Mit klopfendem Herzen trat Skar Anschi entgegen. Sie trug noch immer den bestickten Zeremonienmantel vom vergangenen Abend, aber er war zerfetzt und angekohlt. Ihre rechte Hand und der Arm waren bis zum Ellbogen hinauf bandagiert, und ihr Gesicht war eine Maske aus Schmutz und Ruß und verkrustetem Blut. In ihrer linken Hand blitzte das silberfarbene Metall eines Scanners.

Skar blieb stehen. Es fiel ihm schwer, Worte zu finden. Ganz egal, was er sagen würde, er konnte es nur schlimmer machen. »Es... es freut mich, daß du lebst«, sagte er schließlich. Es waren ungeschickte Worte, die in Anschis Ohren wie böser Hohn klingen mußten, aber die einzigen, die ihm einfielen.

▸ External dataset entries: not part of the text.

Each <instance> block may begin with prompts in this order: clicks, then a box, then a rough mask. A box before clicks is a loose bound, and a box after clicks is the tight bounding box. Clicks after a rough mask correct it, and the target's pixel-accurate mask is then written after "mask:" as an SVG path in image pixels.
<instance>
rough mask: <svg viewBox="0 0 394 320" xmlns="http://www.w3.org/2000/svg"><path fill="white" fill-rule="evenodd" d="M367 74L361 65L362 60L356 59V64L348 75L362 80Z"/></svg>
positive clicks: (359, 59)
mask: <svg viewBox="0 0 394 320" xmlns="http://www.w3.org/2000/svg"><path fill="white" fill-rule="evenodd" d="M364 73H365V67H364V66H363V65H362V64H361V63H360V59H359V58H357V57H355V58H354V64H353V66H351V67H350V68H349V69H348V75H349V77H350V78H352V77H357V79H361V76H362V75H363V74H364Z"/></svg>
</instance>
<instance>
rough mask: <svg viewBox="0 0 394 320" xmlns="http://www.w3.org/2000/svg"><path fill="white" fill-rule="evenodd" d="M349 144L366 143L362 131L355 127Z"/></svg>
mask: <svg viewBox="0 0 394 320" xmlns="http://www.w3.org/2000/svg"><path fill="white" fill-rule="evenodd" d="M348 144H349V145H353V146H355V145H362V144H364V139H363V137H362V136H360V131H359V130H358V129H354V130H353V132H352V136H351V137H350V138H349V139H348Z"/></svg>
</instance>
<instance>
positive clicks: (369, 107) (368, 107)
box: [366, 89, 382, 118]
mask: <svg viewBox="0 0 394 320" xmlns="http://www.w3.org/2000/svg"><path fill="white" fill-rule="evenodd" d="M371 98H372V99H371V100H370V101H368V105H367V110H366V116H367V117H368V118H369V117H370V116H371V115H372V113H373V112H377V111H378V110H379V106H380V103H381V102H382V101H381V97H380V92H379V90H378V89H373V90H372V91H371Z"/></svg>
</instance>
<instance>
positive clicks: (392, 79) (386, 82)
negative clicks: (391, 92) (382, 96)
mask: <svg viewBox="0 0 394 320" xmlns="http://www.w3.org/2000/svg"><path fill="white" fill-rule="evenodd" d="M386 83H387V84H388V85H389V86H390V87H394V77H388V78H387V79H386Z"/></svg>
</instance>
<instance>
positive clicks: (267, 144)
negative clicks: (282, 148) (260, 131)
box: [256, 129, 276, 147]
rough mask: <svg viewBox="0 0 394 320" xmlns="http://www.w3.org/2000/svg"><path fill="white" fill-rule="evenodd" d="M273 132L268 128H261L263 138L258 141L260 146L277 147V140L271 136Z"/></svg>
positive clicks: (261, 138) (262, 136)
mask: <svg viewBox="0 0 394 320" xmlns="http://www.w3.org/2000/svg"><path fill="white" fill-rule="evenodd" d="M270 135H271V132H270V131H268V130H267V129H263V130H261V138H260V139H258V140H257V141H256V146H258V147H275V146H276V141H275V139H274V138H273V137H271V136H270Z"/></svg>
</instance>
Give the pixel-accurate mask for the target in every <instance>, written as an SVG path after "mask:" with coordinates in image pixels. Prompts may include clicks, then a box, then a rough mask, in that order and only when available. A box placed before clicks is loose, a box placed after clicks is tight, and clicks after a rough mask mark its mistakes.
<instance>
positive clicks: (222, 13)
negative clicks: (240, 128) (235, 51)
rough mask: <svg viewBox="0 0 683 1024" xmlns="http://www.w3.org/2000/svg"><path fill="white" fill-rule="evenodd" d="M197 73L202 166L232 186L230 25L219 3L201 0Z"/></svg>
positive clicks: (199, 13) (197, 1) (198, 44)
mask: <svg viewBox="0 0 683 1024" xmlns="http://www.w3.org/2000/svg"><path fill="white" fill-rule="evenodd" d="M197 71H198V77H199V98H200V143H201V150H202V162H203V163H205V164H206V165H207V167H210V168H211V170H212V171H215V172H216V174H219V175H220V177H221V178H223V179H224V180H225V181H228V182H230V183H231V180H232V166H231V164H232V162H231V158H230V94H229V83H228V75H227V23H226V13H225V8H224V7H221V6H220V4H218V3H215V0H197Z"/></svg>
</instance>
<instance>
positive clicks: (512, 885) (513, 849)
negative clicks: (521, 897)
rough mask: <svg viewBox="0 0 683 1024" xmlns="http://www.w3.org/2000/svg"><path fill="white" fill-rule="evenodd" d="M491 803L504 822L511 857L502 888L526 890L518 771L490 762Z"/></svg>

Die junge Errish antwortete auch nicht, sondern starrte ihn eine Sekunde lang aus weit aufgerissenen, leeren Augen an, und ging dann einfach weiter. Skar hob die Hand, wie um ihr den Weg zu verwehren, führte die Bewegung dann aber nicht zu Ende.

Zwischen den Felsen trat Titch heraus. Anschi erstarrte, als sie den titanischen Quorrl in seiner goldenen Rüstung erblickte. Ihre Lippen begannen zu zittern. Langsam, ganz langsam, hob sie die Hand, zielte mit dem Scanner auf Titch - und ließ die Waffe fallen. Mit einem gellenden Schrei stürzte sie sich auf Titch und begann mit den Fäusten auf ihn einzuschlagen.